Documentation ¶
Overview ¶
Package hamt is the front-end for a 32bit and 64bit implementations of a functional Hash Array Mapped Trie (HAMT) datastructure.
In this case, functional means immutable and persistent. The term "immutable" means that the datastructure is is never changed after construction. Where "persistent" means that when that immutable datastructure is modified, is is based on the previous datastructure. In other words the new datastructure is not a copy with the modification applied. In stead, that new datastructure shares all un-modified parts of the previouse datastructure and only the changed parts are copied and modified; unchanged parts of the datastructure are shared between the old and new version.
A HAMT structure is a tree with a fixed & wide branching factor. Trees make and excellent datastructure to be immutable and persistent. Our HAMT starts with a root branch. Branches are called tables, because they are represented as tables with the "branching factor" number of entries. These entries may be one of three types of nodes: further branches (aka tables) or key/val entries (aka leafs) or emtpy (aka nil).

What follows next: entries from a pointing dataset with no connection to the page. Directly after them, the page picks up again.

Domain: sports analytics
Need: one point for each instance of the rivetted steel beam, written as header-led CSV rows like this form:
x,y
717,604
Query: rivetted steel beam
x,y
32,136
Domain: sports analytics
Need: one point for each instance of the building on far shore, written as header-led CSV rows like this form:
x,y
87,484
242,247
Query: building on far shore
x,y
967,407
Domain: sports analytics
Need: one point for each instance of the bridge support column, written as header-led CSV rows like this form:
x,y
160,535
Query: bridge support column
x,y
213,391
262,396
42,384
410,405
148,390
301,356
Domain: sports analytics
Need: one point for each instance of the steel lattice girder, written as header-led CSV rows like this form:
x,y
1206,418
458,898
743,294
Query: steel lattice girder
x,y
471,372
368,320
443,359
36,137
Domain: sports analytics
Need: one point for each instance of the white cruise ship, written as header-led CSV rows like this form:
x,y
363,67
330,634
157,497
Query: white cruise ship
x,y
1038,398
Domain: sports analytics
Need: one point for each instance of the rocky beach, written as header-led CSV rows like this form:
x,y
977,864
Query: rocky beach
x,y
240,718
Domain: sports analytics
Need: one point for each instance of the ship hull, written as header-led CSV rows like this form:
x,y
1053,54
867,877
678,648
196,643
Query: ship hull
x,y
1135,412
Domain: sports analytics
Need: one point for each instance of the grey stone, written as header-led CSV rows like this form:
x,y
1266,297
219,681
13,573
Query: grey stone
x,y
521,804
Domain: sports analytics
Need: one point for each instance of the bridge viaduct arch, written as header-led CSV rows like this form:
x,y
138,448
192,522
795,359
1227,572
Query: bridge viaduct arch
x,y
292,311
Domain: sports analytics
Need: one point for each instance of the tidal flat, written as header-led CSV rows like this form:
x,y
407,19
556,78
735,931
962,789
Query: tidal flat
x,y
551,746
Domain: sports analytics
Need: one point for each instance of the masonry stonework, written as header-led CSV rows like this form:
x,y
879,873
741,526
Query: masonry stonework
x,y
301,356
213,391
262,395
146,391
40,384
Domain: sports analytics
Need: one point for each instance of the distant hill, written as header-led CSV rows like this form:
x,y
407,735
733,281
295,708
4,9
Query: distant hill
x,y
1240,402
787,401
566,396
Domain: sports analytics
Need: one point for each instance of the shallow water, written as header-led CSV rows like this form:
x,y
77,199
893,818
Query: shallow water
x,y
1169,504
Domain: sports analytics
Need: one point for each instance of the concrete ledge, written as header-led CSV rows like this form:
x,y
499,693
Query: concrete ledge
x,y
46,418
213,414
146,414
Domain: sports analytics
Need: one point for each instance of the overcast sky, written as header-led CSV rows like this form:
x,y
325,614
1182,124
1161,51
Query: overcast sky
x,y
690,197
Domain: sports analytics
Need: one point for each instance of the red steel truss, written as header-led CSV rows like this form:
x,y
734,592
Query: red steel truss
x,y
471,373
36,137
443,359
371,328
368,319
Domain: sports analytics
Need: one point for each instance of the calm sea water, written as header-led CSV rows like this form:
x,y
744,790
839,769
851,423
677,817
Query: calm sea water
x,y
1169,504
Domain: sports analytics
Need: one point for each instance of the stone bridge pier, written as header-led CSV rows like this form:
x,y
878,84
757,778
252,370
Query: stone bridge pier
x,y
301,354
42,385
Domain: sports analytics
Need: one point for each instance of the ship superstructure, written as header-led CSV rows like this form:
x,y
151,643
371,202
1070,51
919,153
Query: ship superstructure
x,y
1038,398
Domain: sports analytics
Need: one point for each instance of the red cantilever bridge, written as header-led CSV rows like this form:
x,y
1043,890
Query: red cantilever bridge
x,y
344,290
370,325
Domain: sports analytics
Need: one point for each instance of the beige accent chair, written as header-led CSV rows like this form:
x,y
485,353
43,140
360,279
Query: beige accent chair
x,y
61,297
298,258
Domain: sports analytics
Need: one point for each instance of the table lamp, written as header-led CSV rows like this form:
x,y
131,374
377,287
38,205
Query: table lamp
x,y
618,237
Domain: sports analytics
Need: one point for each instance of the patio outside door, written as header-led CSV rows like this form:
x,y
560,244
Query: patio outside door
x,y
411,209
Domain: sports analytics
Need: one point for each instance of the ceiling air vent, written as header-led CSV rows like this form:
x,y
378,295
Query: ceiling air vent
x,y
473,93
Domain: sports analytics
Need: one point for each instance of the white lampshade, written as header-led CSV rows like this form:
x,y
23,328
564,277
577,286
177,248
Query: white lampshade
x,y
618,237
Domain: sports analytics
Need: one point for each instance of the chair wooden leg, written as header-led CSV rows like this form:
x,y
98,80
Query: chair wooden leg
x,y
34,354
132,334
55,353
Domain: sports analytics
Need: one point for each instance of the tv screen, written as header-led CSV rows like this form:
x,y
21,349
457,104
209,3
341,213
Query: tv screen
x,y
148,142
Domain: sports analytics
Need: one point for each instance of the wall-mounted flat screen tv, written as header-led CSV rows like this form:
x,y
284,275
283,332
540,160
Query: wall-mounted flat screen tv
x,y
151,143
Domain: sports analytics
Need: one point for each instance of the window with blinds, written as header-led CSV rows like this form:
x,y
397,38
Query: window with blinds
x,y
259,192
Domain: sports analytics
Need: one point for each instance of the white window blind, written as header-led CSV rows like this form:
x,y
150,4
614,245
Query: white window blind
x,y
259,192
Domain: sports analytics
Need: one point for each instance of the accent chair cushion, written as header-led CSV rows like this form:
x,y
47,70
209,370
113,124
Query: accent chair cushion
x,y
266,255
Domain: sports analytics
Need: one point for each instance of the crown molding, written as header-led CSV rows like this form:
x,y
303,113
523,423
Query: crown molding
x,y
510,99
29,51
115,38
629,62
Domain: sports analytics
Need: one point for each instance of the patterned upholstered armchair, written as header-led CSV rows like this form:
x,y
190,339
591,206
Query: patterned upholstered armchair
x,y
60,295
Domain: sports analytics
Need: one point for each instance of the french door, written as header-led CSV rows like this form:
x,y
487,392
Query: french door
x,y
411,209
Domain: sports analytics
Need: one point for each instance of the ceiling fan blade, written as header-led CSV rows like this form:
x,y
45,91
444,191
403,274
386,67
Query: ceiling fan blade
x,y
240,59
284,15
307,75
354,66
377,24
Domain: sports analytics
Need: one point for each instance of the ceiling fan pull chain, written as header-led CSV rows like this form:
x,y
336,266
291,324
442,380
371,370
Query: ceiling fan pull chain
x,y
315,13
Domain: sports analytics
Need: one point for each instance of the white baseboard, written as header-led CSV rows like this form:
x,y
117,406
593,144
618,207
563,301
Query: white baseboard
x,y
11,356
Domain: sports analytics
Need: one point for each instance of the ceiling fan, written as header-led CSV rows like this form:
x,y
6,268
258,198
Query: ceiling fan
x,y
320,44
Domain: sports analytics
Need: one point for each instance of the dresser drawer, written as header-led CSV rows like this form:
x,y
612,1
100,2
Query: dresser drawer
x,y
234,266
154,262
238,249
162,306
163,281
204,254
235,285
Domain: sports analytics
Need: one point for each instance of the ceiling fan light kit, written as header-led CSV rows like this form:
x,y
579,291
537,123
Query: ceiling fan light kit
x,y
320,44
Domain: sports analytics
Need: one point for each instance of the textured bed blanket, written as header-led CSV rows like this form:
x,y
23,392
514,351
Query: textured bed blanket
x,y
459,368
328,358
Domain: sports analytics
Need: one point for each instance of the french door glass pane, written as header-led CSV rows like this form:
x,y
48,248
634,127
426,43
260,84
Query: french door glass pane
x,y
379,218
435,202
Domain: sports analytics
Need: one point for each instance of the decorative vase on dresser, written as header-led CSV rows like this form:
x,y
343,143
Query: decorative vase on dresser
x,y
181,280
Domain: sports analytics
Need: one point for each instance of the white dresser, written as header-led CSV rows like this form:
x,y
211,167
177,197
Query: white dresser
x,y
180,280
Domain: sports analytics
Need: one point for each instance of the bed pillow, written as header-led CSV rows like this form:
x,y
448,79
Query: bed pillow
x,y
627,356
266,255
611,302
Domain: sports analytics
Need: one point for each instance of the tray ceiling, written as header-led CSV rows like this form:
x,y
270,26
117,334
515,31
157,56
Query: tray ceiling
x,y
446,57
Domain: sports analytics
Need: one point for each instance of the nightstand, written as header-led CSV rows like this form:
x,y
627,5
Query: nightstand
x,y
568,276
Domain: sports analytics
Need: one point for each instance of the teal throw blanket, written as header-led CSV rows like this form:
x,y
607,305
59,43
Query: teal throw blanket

A HAMT is a key/val indexing datastructure. Rather than indexing the datastructure on the key directly, which could result in a rather deep tree datastructure. We generate a hash value of the key, and split the hash value into a fixed number of indexes into fixed size arrays. This results in a tree with a maximum depth and a wide branching factor.
For example, we can use a key type of a string. Hash that string into a 32 bit hash value. Coerce that 32 bit value into a 30 bit value. Then split that 30 bit hash value into six 5 bit values. Those 5 bit values will index perfectly into tree nodes with 32 wide branching factor. Now we have tree with a string for the key that is AT MOST six levels deep, in other words O(1) lookup and modification operations.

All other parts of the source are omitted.